Gaza City, June 5 – Journalists and editors of new operations covering the Middle East have begun to prepare for the eventuality of a nuclear-armed Iran hostile to Israel, and for the eventuality of reporting on an atomic weapons strike against the Jewish State in a way that downplays any negative effects of the attack and portrays any retaliatory or even preventive action by Israel as unjustified and disproportionate.
In keeping with reporting trends governing stories about Israeli military matters, if Iran attacks Israel with nuclear weapons, the majority of mainstream media organizations plan to adhere to the same line they have adopted through successive rounds of fighting between Israel and Hamas, to the effect that Palestinian offensive capabilities are dismissed in news reports as consisting of crude, homemade rockets, implying minimal impact on Israel, when in fact a large number of such missiles are manufactured in Iran or China and smuggled into the Gaza Strip. In the case of Iran, the reportage will describe Iran’s ballistic-missile-delivered weapon of mass destruction in the same terms.

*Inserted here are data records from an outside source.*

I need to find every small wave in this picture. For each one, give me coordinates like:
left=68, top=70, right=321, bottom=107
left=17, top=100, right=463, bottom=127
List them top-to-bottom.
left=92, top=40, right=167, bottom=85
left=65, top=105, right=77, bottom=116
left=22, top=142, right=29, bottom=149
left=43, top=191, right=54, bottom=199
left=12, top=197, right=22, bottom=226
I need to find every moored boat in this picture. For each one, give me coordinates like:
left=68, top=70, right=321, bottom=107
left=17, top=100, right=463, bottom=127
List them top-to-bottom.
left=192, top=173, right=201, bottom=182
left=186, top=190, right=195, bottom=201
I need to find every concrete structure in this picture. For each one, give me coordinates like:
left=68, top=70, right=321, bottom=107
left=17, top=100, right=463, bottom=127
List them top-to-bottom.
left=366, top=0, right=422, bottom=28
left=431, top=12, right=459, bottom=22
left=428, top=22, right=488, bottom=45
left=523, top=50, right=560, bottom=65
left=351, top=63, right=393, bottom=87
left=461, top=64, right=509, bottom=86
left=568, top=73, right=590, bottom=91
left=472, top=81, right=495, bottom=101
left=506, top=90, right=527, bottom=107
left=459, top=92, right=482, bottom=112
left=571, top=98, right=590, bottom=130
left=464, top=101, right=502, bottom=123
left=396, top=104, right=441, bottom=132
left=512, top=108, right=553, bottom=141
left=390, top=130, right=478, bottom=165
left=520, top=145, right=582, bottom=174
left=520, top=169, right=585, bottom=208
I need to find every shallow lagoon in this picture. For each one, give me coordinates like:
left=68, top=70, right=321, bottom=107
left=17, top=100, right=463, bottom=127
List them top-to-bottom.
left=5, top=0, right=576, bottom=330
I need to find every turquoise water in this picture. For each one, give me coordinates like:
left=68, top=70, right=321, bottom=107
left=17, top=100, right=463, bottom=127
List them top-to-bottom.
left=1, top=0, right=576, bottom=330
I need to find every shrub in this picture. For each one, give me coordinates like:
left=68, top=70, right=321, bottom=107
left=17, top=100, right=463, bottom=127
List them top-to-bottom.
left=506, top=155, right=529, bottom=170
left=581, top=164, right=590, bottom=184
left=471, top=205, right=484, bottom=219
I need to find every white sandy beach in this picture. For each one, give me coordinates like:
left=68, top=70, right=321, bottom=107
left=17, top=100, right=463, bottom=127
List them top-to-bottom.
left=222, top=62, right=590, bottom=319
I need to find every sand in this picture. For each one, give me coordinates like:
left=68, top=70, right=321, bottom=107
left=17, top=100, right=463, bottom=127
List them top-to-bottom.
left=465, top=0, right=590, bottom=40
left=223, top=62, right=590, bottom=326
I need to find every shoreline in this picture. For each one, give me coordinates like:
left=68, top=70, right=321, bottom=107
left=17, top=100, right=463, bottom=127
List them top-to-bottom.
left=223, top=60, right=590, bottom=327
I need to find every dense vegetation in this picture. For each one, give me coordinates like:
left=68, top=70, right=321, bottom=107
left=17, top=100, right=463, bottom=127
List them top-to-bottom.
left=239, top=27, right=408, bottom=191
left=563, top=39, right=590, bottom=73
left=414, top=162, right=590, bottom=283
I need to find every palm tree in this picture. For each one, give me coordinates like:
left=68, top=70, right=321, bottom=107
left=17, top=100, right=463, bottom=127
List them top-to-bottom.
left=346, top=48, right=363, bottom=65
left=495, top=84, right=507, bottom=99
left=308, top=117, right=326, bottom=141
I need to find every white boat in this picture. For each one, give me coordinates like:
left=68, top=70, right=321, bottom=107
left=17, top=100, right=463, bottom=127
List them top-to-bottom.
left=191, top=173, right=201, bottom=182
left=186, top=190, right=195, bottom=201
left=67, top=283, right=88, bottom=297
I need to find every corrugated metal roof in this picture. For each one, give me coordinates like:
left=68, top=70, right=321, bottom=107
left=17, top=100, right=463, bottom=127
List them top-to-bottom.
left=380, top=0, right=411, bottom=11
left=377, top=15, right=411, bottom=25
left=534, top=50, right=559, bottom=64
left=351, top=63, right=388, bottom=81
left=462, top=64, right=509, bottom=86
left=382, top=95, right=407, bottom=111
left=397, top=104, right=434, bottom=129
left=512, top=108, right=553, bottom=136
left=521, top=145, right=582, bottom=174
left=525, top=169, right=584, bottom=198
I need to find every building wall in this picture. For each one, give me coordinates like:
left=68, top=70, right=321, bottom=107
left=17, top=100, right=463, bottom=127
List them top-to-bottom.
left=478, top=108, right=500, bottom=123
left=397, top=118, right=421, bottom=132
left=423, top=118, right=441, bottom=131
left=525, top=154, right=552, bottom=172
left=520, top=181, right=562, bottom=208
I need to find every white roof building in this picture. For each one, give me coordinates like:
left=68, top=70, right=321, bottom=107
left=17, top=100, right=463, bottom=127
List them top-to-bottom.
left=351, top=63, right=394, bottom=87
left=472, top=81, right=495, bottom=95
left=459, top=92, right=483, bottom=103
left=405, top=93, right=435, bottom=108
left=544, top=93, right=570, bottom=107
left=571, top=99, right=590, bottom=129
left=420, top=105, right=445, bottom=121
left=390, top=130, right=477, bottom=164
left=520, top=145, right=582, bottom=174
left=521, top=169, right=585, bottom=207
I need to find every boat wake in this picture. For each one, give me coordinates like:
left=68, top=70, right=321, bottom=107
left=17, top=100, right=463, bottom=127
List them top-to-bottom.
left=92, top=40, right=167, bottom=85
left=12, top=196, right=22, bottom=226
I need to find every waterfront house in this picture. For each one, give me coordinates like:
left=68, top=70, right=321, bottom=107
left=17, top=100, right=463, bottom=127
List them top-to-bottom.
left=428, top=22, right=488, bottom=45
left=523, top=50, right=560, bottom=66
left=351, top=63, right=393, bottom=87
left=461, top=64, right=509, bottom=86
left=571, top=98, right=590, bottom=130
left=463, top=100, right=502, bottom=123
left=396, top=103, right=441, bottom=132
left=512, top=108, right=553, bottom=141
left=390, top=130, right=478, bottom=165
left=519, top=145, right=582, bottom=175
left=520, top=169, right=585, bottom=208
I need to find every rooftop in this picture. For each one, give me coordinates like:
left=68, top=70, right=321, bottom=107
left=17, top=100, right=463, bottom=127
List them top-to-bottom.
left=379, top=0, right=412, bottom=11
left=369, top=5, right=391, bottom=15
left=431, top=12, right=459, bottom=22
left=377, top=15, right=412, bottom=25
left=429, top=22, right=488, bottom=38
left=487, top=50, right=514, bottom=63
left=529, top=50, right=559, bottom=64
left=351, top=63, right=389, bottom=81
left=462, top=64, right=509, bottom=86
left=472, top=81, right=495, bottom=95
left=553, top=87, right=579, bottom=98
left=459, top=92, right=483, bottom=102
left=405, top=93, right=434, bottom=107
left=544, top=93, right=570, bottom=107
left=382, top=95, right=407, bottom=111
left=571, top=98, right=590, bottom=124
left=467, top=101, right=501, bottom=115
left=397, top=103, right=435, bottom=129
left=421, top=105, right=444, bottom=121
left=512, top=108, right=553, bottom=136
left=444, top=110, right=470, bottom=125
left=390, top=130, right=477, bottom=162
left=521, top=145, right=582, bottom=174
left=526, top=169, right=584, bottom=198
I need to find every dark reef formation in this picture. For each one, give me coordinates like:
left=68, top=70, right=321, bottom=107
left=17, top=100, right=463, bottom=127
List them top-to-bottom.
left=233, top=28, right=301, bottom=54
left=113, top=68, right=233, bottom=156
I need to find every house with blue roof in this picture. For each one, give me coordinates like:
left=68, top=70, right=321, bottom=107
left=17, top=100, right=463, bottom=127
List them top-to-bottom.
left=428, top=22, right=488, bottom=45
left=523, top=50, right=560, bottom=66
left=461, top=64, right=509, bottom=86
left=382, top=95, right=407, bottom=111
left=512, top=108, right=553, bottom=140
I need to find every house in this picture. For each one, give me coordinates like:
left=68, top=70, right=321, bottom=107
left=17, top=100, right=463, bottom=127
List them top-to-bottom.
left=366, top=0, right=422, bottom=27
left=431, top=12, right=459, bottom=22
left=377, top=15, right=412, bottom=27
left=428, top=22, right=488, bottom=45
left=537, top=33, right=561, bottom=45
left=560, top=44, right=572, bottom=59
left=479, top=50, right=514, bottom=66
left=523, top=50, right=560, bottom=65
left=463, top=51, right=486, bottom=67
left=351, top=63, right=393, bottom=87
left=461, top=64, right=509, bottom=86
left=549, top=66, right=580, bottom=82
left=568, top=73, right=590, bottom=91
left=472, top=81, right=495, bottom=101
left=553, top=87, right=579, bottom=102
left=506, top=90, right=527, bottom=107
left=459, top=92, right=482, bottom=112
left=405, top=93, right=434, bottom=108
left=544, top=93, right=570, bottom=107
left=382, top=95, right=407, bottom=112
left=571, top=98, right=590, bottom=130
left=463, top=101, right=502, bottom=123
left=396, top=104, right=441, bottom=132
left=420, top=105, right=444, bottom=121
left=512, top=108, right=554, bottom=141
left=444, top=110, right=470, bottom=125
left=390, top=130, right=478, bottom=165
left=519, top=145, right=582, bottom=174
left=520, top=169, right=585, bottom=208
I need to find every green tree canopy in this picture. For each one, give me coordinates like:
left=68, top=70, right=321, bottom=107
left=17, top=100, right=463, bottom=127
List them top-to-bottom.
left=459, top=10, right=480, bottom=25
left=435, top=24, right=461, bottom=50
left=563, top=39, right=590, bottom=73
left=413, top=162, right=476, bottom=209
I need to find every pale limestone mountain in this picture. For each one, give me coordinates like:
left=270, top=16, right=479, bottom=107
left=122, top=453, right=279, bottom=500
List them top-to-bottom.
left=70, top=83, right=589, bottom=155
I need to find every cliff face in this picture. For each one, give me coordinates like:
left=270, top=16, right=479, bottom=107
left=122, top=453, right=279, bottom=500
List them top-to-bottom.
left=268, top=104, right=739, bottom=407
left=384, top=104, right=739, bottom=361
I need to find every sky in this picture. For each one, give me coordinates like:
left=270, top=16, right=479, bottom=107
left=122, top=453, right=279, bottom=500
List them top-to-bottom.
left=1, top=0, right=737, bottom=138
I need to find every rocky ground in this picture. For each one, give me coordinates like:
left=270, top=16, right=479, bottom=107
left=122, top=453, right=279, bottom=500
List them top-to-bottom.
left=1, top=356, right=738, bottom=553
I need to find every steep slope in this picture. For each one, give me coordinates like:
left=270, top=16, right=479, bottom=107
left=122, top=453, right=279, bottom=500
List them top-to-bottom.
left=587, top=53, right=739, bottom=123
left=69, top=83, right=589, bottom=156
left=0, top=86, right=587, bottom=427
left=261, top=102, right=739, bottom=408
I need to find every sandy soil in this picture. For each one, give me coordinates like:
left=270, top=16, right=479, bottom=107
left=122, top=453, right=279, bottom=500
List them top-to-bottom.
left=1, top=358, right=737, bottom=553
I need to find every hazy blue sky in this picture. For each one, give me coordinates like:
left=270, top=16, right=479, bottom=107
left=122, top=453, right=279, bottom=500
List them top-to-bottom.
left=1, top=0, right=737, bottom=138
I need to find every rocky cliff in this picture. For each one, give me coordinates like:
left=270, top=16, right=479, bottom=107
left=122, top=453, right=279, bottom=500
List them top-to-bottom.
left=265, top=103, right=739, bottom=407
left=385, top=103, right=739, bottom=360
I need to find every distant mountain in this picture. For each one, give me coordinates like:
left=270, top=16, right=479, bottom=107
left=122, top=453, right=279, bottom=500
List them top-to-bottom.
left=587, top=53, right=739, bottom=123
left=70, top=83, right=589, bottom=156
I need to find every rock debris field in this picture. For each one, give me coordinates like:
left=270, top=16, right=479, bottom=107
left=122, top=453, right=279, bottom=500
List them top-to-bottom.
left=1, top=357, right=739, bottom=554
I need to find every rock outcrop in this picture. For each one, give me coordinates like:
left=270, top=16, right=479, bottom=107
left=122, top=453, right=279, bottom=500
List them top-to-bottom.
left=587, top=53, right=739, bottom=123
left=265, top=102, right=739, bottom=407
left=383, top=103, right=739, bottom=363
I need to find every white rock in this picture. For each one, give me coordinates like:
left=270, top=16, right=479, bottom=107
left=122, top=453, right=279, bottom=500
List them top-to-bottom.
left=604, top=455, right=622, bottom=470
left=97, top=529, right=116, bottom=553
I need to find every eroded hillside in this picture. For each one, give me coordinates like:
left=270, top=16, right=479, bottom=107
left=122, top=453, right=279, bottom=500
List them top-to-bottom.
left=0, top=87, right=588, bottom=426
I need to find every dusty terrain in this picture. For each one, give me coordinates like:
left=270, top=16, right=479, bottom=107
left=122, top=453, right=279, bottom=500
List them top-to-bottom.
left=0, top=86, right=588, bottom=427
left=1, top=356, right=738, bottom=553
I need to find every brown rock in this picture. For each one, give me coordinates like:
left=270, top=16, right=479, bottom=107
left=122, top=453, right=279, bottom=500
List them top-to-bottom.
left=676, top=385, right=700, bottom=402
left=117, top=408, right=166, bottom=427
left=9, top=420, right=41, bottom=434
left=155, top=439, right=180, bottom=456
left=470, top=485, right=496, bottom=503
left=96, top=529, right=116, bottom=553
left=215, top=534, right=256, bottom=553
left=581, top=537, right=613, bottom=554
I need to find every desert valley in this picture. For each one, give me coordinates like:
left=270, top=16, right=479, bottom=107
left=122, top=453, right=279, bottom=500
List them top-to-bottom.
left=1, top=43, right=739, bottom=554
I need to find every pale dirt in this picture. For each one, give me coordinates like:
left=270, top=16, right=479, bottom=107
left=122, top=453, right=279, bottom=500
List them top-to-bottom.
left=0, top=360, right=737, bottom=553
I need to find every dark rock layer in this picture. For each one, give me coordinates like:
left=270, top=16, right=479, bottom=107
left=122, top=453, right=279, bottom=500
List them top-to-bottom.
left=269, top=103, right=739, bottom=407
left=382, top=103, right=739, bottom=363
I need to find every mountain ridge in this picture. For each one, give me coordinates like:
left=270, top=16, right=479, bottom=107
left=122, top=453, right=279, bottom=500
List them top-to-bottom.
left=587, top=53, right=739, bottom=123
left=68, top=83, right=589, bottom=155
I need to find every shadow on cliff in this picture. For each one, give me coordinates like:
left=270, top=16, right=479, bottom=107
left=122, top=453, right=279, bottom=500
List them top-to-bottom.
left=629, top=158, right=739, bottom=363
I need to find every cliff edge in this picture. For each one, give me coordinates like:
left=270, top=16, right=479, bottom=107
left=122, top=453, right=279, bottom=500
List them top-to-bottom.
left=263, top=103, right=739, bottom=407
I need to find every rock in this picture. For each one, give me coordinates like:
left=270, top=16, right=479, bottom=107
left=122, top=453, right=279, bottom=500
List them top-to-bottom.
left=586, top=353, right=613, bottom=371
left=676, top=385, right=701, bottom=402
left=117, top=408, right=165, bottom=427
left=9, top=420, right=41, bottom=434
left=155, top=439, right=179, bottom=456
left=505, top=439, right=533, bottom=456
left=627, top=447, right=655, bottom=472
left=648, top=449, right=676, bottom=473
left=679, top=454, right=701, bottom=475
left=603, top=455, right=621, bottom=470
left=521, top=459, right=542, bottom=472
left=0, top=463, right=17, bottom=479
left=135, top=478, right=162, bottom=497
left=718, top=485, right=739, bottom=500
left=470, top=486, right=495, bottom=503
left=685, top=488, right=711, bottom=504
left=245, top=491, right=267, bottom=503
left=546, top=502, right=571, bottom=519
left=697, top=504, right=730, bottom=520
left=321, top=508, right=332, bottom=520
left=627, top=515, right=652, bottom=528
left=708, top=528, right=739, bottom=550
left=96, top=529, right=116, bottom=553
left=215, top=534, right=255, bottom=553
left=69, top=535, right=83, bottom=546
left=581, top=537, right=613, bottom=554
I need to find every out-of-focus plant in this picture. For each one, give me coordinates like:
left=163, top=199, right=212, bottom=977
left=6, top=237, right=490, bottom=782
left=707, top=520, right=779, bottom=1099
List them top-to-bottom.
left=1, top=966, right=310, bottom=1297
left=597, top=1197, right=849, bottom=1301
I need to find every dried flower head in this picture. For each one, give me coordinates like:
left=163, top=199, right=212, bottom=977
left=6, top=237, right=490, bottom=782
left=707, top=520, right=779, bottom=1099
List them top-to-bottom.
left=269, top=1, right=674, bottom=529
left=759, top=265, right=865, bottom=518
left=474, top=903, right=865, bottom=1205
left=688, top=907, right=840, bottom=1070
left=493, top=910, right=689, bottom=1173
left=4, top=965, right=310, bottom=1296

“Technically, since Iran is trying to develop the nuclear weapons and delivery technology domestically, we can use the word ‘homemade,'” explained Jeremy Bowen of the British Broadcasting Corporation. “And the scale of destruction of such a device means precision targeting is hardly relevant, so we can also use the word ‘crude.’ As anyone engaged in this industry for any length of time knows, terminology is used differently regarding Israel as compared to its use about anyone else.”
Bowen referred his interlocutor to coverage of the recent terrorist attacks in London and Manchester, and noted the contrast with media terminology, especially by the BBC itself, in reference to similar attacks against Israel. “We have no problem using the term ‘terrorism’ when applied to attacks on non-Israelis,” he observed. “But that becomes a no-no when Israelis are attacked. Suddenly ‘terrorist’ is too loaded a word. So it’s hardly unprecedented that we might use ‘crude, homemade’ differently when it comes to Israel as a target of nuclear weapons.”
He added that it matters little whether the actual weapon, if deployed against Israel, was manufactured by Iran itself. “The narrative is the important thing,” he stressed. “Hamas hasn’t been relying on crude Qassam rockets for years now, what with their arsenal of Fajrs and whatnot from Iran via Sudan. But the narrative demands we portray Israel’s enemies as gritty, spunky Davids to Israel’s Goliath. We have a job to do, and that often demands crude, homemade propaganda techniques.”